Santarém teve discreta diminuição da população do período de 1996 a 1999, possivelmente resultado da evasão provocada pelo declínio das atividades do ciclo do ouro na segunda metade da década de 80. Além disso, a partir da década de 80 até 2000, teve uma diminuição da população que vive na zona rural e um aumento da população da zona urbana, do qual pode ser atribuído a vários fatores, tais como: assistência técnica incipiente, dificuldades de acessos a céditos, carência de infra-estrutura básica (escola, posto de saúde, manutenção de estradas, ramais, vicinais), transporte público deficiente e outros.

 

Desde 2000 vem tendo um crescimento elevado na sua população e um dos fatores que influenciam isso, são a melhoria na infra-estrutura urbana, saúde, escolas e outros. No entanto, em 2008, verifica-se uma diminuição na população, devido a emancipação da vila de Mojuí dos Campos para município independente. Em 2014 a população estimada pelo IBGE é de 290.521 habitantes

 

O transporte aéreo é realizado através de voos diários por aeronaves de diferentes dimensões.
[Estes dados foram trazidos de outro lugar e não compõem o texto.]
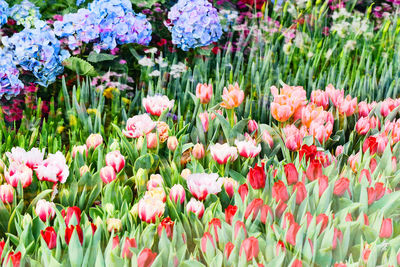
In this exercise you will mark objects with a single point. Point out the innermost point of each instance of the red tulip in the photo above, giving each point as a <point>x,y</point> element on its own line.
<point>308,151</point>
<point>250,247</point>
<point>146,258</point>
<point>240,225</point>
<point>129,243</point>
<point>15,258</point>
<point>291,173</point>
<point>301,192</point>
<point>323,184</point>
<point>49,236</point>
<point>69,231</point>
<point>168,225</point>
<point>341,186</point>
<point>280,246</point>
<point>323,219</point>
<point>279,192</point>
<point>280,209</point>
<point>386,228</point>
<point>115,241</point>
<point>297,263</point>
<point>254,208</point>
<point>230,211</point>
<point>257,177</point>
<point>215,223</point>
<point>314,170</point>
<point>337,235</point>
<point>265,210</point>
<point>207,236</point>
<point>70,212</point>
<point>243,191</point>
<point>292,233</point>
<point>379,190</point>
<point>371,144</point>
<point>228,249</point>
Aeronaves a jato de grande porte levam aproximadamente uma hora de viagem até as cidades de Belém e Manaus, se estendendo, a partir das mesmas, para outras regiões do país (nordeste, centro-oeste, sul, sudeste) e exterior.

 

Por via terrestre o acesso até a Capital do Estado é possível através da BR-163 (Rodovia Federal Santarém-Cuiabá), ligando Santarém ao município de Rurópolis, com 229 km de estrada, cruzando a partir daí a BR-230 (Rodovia Transamazônica), percorrendo 90 km até o município de Placas, passando por diversos municípios (Uruará, Medicilândia, Brasil Novo, Altamira, Belo Monte, Anapu, Pacajá, Novo Repartimento) até chegar em Tucuruí via BR-422, em seguida percorre os municípios de Breu Branco, Goianésia, Tailândia, Moju, Abaetetuba, Barcarena, Ananindeua, para finalmente alcançar a BR-316, e a cidade de Belém, através de linhas regulares de ônibus.

 

A modalidade hidroviária é o mais importante meio de locomoção de passageiros e transporte de cargas devido à existência dos vários rios que formam a rede hidrográfica (Amazonas, Tapajós, Arapiuns, Curuá-Una, Moju e Mojuí) e desempenha importante papel na economia local. Embarcações de médio porte fazem a navegação fluvial para as cidades de Belém (Pará), Manaus e Macapá. As embarcações de grande porte fazem a navegação de longo curso. De Santarém para a capital do Estado, via fluvial, são 880 quilômetros de distância e para Manaus são 756 quilômetros.